I’m running some string comparisons using StringDistances and have written some simple convenience functions that are loosely resembling the extract function in the Python fuzzywuzzy package. Essentially they compare a string to a list of strings and return either the best match alongside the similarity score, or the n best matches and their similarity scores.

My question is: why does the function that returns the n best matches and their scores take the same time as the function that only returns one match and score? I’m aware that the compiler does some pretty smart optimisations, but find it hard to believe that all of the additional work for returning multiple results is free, so I must be missing something?

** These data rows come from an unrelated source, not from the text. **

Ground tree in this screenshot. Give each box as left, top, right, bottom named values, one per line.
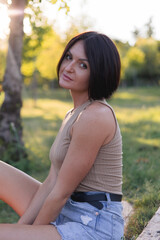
left=0, top=0, right=67, bottom=169
left=0, top=0, right=26, bottom=169
left=145, top=18, right=154, bottom=38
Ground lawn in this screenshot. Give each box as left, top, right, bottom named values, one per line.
left=0, top=87, right=160, bottom=239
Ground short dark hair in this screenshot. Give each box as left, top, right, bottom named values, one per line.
left=57, top=31, right=121, bottom=100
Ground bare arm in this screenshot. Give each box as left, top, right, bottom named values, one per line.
left=18, top=165, right=56, bottom=224
left=34, top=104, right=115, bottom=224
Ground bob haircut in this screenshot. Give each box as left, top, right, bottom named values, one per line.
left=57, top=31, right=121, bottom=100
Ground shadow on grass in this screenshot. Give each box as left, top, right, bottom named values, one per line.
left=122, top=120, right=160, bottom=199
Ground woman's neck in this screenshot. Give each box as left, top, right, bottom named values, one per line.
left=70, top=92, right=89, bottom=109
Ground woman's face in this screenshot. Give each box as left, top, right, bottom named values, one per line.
left=59, top=40, right=90, bottom=94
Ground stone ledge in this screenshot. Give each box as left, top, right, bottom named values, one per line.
left=136, top=207, right=160, bottom=240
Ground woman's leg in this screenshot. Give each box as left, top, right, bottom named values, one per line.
left=0, top=224, right=61, bottom=240
left=0, top=161, right=41, bottom=217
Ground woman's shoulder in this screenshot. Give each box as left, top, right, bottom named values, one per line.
left=77, top=101, right=115, bottom=129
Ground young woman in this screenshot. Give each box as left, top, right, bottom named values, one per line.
left=0, top=32, right=123, bottom=240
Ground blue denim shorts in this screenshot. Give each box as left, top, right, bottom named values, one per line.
left=51, top=192, right=124, bottom=240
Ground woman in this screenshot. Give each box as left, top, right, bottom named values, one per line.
left=0, top=32, right=123, bottom=240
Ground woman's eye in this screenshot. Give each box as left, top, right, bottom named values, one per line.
left=65, top=53, right=72, bottom=60
left=80, top=63, right=87, bottom=69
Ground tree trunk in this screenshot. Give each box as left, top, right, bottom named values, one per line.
left=0, top=0, right=27, bottom=164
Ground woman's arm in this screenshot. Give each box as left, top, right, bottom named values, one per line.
left=18, top=165, right=56, bottom=224
left=34, top=104, right=115, bottom=224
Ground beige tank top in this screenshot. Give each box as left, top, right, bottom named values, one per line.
left=50, top=100, right=122, bottom=194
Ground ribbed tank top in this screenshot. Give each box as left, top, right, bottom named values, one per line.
left=50, top=100, right=122, bottom=194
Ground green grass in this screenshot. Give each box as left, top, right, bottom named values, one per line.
left=0, top=87, right=160, bottom=239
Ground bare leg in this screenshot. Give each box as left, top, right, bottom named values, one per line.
left=0, top=224, right=61, bottom=240
left=0, top=161, right=61, bottom=240
left=0, top=161, right=41, bottom=216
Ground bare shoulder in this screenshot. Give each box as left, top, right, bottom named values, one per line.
left=73, top=101, right=116, bottom=144
left=78, top=101, right=115, bottom=125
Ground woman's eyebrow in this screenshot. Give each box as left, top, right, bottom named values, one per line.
left=68, top=50, right=88, bottom=62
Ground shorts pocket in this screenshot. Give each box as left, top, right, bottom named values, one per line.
left=113, top=214, right=124, bottom=240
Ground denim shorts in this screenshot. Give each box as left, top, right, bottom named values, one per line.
left=51, top=192, right=124, bottom=240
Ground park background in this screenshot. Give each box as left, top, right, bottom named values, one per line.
left=0, top=0, right=160, bottom=240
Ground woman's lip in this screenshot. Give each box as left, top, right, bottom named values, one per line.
left=63, top=73, right=73, bottom=81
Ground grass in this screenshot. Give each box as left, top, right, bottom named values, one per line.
left=0, top=87, right=160, bottom=239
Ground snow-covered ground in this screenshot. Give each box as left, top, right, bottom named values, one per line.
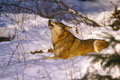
left=0, top=0, right=120, bottom=80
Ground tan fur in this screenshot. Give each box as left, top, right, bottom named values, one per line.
left=42, top=20, right=108, bottom=59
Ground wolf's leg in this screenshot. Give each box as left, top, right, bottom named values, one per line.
left=40, top=57, right=62, bottom=60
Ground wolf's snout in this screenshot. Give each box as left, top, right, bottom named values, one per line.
left=48, top=20, right=51, bottom=26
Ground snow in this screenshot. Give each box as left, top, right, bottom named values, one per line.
left=0, top=0, right=120, bottom=80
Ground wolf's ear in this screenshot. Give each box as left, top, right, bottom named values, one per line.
left=65, top=26, right=72, bottom=31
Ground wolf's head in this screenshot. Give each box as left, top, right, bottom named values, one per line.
left=48, top=20, right=71, bottom=31
left=48, top=20, right=72, bottom=43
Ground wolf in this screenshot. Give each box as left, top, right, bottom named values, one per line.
left=43, top=20, right=109, bottom=59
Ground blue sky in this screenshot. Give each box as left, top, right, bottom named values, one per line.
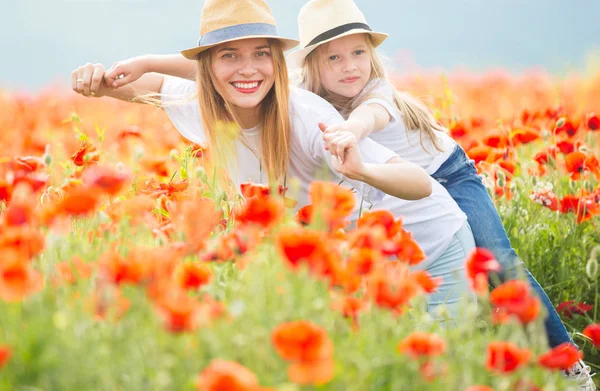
left=0, top=0, right=600, bottom=91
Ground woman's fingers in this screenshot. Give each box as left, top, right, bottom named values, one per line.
left=90, top=66, right=104, bottom=96
left=81, top=64, right=94, bottom=96
left=71, top=69, right=79, bottom=92
left=104, top=65, right=130, bottom=88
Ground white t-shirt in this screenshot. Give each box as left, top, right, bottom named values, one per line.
left=361, top=79, right=456, bottom=175
left=161, top=76, right=397, bottom=214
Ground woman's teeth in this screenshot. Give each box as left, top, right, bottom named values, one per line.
left=233, top=82, right=258, bottom=90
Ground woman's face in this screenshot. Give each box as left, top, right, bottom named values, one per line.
left=211, top=38, right=275, bottom=109
left=319, top=34, right=371, bottom=98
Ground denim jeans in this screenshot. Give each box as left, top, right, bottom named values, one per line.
left=427, top=222, right=477, bottom=327
left=432, top=145, right=573, bottom=347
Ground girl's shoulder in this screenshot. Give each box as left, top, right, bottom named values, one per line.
left=359, top=78, right=396, bottom=101
left=290, top=87, right=343, bottom=122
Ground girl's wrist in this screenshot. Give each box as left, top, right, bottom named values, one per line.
left=139, top=54, right=157, bottom=74
left=346, top=163, right=372, bottom=182
left=346, top=119, right=366, bottom=140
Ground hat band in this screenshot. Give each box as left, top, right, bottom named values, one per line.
left=198, top=23, right=278, bottom=46
left=306, top=23, right=373, bottom=47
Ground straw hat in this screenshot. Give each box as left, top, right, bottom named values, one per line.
left=287, top=0, right=388, bottom=67
left=181, top=0, right=298, bottom=60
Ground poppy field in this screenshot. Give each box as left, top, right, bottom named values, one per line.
left=0, top=71, right=600, bottom=391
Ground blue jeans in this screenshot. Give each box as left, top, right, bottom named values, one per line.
left=427, top=222, right=477, bottom=327
left=432, top=145, right=574, bottom=347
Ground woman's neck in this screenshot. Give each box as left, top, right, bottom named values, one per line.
left=234, top=105, right=260, bottom=129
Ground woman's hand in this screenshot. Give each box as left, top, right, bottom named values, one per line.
left=319, top=123, right=366, bottom=180
left=71, top=63, right=107, bottom=97
left=104, top=56, right=149, bottom=88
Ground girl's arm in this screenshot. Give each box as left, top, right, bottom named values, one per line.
left=323, top=103, right=392, bottom=162
left=319, top=123, right=432, bottom=200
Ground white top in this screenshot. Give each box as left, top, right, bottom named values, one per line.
left=161, top=76, right=466, bottom=270
left=361, top=79, right=456, bottom=175
left=161, top=76, right=397, bottom=214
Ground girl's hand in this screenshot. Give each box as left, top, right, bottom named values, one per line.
left=71, top=63, right=106, bottom=97
left=104, top=56, right=148, bottom=88
left=321, top=121, right=362, bottom=162
left=319, top=123, right=366, bottom=180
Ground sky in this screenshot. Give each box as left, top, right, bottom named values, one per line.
left=0, top=0, right=600, bottom=91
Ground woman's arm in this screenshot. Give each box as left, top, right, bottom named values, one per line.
left=317, top=123, right=432, bottom=200
left=104, top=54, right=196, bottom=88
left=71, top=63, right=164, bottom=102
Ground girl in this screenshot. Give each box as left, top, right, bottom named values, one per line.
left=288, top=0, right=595, bottom=391
left=72, top=0, right=475, bottom=322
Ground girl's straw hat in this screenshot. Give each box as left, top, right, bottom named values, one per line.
left=288, top=0, right=388, bottom=67
left=181, top=0, right=298, bottom=60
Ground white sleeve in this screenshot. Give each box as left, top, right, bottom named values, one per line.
left=360, top=79, right=401, bottom=123
left=160, top=76, right=206, bottom=144
left=308, top=107, right=398, bottom=203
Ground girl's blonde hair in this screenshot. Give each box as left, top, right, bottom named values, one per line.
left=196, top=39, right=291, bottom=182
left=302, top=33, right=446, bottom=151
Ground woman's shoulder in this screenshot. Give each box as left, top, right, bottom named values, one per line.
left=290, top=87, right=337, bottom=112
left=160, top=76, right=198, bottom=95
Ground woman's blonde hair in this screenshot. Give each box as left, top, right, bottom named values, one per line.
left=302, top=33, right=446, bottom=151
left=196, top=39, right=291, bottom=182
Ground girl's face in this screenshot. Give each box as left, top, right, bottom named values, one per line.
left=319, top=34, right=371, bottom=98
left=211, top=38, right=275, bottom=109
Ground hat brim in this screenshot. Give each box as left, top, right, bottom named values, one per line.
left=287, top=29, right=389, bottom=68
left=180, top=35, right=300, bottom=60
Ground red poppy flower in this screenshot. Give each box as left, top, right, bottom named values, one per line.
left=398, top=331, right=446, bottom=358
left=449, top=121, right=467, bottom=140
left=554, top=118, right=579, bottom=137
left=565, top=151, right=587, bottom=180
left=490, top=280, right=541, bottom=324
left=583, top=324, right=600, bottom=349
left=533, top=146, right=556, bottom=164
left=413, top=270, right=444, bottom=293
left=71, top=141, right=100, bottom=167
left=196, top=360, right=266, bottom=391
left=82, top=166, right=129, bottom=196
left=393, top=229, right=427, bottom=266
left=175, top=262, right=212, bottom=289
left=483, top=132, right=508, bottom=148
left=235, top=196, right=285, bottom=229
left=0, top=345, right=12, bottom=368
left=538, top=342, right=583, bottom=371
left=530, top=190, right=559, bottom=211
left=586, top=113, right=600, bottom=131
left=271, top=321, right=333, bottom=362
left=510, top=128, right=540, bottom=147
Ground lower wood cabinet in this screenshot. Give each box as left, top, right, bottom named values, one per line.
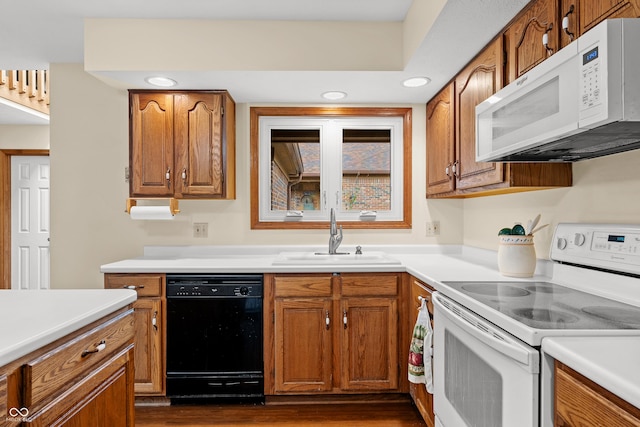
left=264, top=273, right=406, bottom=395
left=554, top=362, right=640, bottom=427
left=407, top=277, right=435, bottom=427
left=0, top=307, right=135, bottom=427
left=104, top=273, right=166, bottom=396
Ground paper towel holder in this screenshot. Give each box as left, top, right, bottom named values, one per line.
left=125, top=197, right=180, bottom=216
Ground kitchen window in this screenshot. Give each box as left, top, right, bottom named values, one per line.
left=251, top=107, right=411, bottom=229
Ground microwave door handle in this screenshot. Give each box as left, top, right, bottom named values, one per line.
left=433, top=293, right=538, bottom=372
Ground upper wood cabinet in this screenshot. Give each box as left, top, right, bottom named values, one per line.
left=503, top=0, right=560, bottom=84
left=560, top=0, right=640, bottom=47
left=129, top=90, right=235, bottom=199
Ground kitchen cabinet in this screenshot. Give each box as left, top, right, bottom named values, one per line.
left=503, top=0, right=561, bottom=84
left=264, top=273, right=406, bottom=395
left=554, top=361, right=640, bottom=427
left=129, top=90, right=235, bottom=199
left=104, top=273, right=166, bottom=396
left=426, top=30, right=572, bottom=198
left=407, top=277, right=435, bottom=427
left=560, top=0, right=640, bottom=47
left=0, top=308, right=134, bottom=427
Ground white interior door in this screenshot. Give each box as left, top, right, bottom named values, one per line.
left=11, top=156, right=50, bottom=289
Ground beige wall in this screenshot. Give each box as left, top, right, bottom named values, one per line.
left=464, top=150, right=640, bottom=258
left=0, top=125, right=49, bottom=150
left=50, top=64, right=640, bottom=288
left=51, top=64, right=463, bottom=288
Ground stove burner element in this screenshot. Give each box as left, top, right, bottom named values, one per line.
left=462, top=283, right=531, bottom=297
left=513, top=308, right=580, bottom=324
left=582, top=306, right=640, bottom=328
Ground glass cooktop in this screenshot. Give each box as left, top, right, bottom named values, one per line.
left=444, top=281, right=640, bottom=330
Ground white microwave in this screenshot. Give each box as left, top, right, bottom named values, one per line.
left=476, top=18, right=640, bottom=162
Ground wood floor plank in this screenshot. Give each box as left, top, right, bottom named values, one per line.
left=136, top=402, right=426, bottom=427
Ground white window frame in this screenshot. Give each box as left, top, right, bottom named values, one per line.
left=259, top=116, right=404, bottom=223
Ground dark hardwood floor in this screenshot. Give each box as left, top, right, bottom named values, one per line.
left=136, top=400, right=426, bottom=427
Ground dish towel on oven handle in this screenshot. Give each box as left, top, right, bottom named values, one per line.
left=409, top=298, right=433, bottom=394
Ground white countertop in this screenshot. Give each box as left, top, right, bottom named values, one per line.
left=542, top=337, right=640, bottom=408
left=0, top=289, right=136, bottom=367
left=101, top=245, right=640, bottom=407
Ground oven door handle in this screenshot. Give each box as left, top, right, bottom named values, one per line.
left=433, top=292, right=539, bottom=373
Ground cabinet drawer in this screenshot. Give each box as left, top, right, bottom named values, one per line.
left=104, top=274, right=165, bottom=297
left=341, top=273, right=398, bottom=296
left=273, top=276, right=331, bottom=297
left=24, top=309, right=134, bottom=409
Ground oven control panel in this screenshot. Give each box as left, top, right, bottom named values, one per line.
left=551, top=223, right=640, bottom=274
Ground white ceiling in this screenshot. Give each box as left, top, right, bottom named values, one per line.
left=0, top=0, right=528, bottom=124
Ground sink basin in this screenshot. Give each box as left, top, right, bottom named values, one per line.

Code below (results are obtained using juliabox):

using StringDistances, BenchmarkTools

master = [lowercase.(randstring(8)) for i = 1:1200]
to_match = [lowercase.(randstring(8)) for i = 1:1000];

function get_matches(s::String, masterlist::Vector{String}; criterion=Levenshtein(), matches=3)
    closeness = [compare(criterion, s, masterlist[i]) for i = 1:length(masterlist)]
    sort_close = sort(closeness, rev=true)
    ret = Array{Tuple{String,Float64},1}(matches)
    @inbounds for i ∈ 1:matches
        ret[i] = (masterlist[find(closeness .== sort_close[i])[1]], sort_close[i])
    end
    return ret
end   

function get_one_match(s::String, masterlist::Vector{String}; criterion=Levenshtein())
    closeness = [compare(criterion, s, masterlist[i]) for i = 1:length(masterlist)]
    return (masterlist[indmax(closeness)], maximum(closeness))
end   

@btime get_one_match(to_match[1], master, criterion=TokenMax(RatcliffObershelp()))
# 9.063 ms (92513 allocations: 6.79 MiB)
# ("ksifwytx", 0.5)

@btime get_matches(to_match[1], master, criterion=TokenMax(RatcliffObershelp()))
# 9.031 ms (92542 allocations: 6.82 MiB)
# ("ksifwytx", 0.5)  
# ("cpyztasz", 0.375)
# ("cpyztasz", 0.375)

#2

It’s probably because you’re still doing compare(...) for each element in the list and that’s completely dominating the runtime. How long does a single compare(...) call take?


#3

I think what @rdeits said is right. Also, in case you’re asking this question because you want to improve the speed of your code, you could probably substantially improve performance if you just kept track of the current 3 best match scores (and their indices). Moreover, you could stop comparing s to a string as soon as its score is worse than the 3rd best. This would:

(1) Save time in completing the precise comparison for very different strings.
(2) Avoid the need to sort.
(3) Avoid a bunch of memory allocation.